George Orwell Diaries

Also By George Orwell

fiction

Burmese Days

A Clergyman’s Daughter

Keep the Aspidistra Flying

Coming Up for Air

Animal Farm

Nineteen Eighty-Four

non-fiction

Down and Out in Paris and London

The Road to Wigan Pier

Homage to Catalonia

A Kind of Compulsion (1903‒36)

Facing Unpleasant Facts (1937‒39)

A Patriot After All (1940‒41)

All Propaganda Is Lies (1941‒42)

Keeping Our Little Corner Clean (1942‒43)

Two Wasted Years (1943)

I Have Tried to Tell the Truth (1943‒44)

I Belong to the Left (1945)

Smothered Under Journalism (1946)

It Is What I Think (1947‒48)

Our Job Is to Make Life Worth Living (1949‒50)

Critical Essays

Narrative Essays

GEORGE ORWELL

Diaries

Edited By

PETER DAVISON

Introduction by Christopher Hitchens

Liveright Publishing Corporation

A Division of W. W. Norton & Company

New York • London

Introduction

by Christopher Hitchens

At various points in his essays – notably in ‘Why I Write’ but also in his popular occasional column As I Please – George Orwell gave us an account of what made him tick, as it were, and of what supplied the motive for his work. At different times he instanced what he called his ‘power of facing unpleasant facts’, his love for the natural world, ‘growing things’ and the annual replenishment of the seasons, and his desire to forward the cause of democratic socialism and oppose the menace of Fascism. Other strong impulses include his near-visceral feeling for the English language and his urge to defend it from the constant encroachments of propaganda and euphemism, and his reverence for objective truth, which he feared was being driven out of the world by the deliberate distortion and even obliteration of recent history.

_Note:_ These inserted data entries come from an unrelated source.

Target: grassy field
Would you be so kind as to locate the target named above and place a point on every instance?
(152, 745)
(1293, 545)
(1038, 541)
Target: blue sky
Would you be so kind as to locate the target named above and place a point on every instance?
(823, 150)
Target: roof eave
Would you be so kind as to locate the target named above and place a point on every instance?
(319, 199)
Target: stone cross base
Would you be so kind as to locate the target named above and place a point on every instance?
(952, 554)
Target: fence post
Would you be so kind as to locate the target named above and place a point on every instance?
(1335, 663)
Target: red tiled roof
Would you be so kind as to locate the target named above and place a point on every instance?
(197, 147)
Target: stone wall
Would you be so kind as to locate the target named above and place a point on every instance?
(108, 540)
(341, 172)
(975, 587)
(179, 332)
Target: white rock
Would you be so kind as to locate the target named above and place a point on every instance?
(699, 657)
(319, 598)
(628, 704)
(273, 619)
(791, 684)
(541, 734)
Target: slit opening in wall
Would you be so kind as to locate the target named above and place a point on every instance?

As someone who had been brought up in a fairly rarefied and distinctly reactionary English milieu, in which the underclass of his own society and the millions of inhabitants of its colonial empire were regarded with a mixture of fear and loathing, Orwell also made an early decision to find out for himself what the living conditions of these remote latitudes were really ‘like’. This second commitment, to acquaint himself with the brute facts as they actually were, was to prove a powerful reinforcement of his latent convictions.

Read with care, these diaries from the years 1931 to 1949 can greatly enrich our understanding of how Orwell transmuted the raw material of everyday experience into some of his best-known novels and polemics. They also furnish us with a more intimate picture of a man who, committed to the struggles of the mechanized and ‘modern’ world, was also drawn by the rhythms of the wild, the rural and the remote. (He barely survived into the first month of the second half of the twentieth century, dying of the sort of poverty-induced disease that might have killed a character out of Dickens. Yet despite his Edwardian and near-Victorian provenance he remains more contemporary and relevant to us than many authors of a much later date.)

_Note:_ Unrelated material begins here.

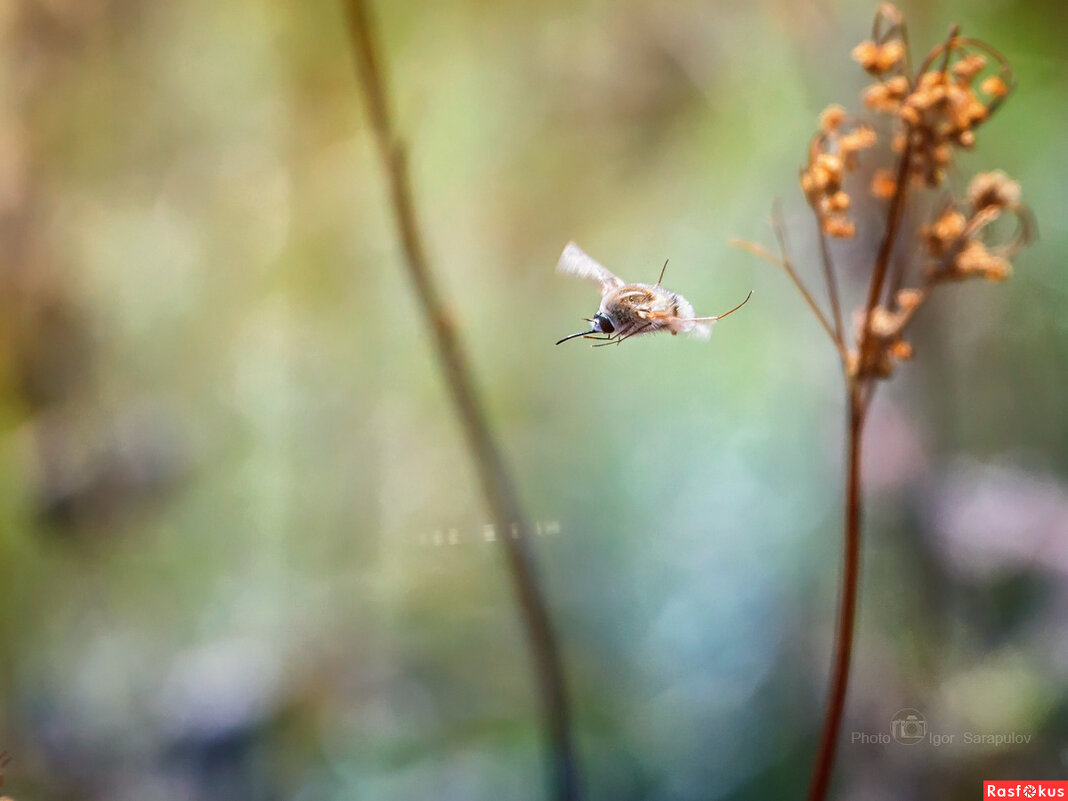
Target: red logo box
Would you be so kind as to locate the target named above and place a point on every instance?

This diary is not by any means a ‘straight’ guide, or a trove of clues and cross-references. It would be rather difficult to deduce, for example, that it was during his sojourn in Morocco in 1938–1939 that Orwell conceived and composed the novel Coming Up for Air. This short and haunting work involves an evocation of a lost bucolic England set in the barely imaginable years before the drama of the First World War. For it to have been written amid the torrid souk of Marrakech and the arid emptiness of the Atlas mountains must have involved some convolutions of the creative process into which he gives us little or no insight. But he was also in Morocco – in addition to being in search of a cure for his gnawing tuberculosis – to make notes and take soundings about the conditions of North African society.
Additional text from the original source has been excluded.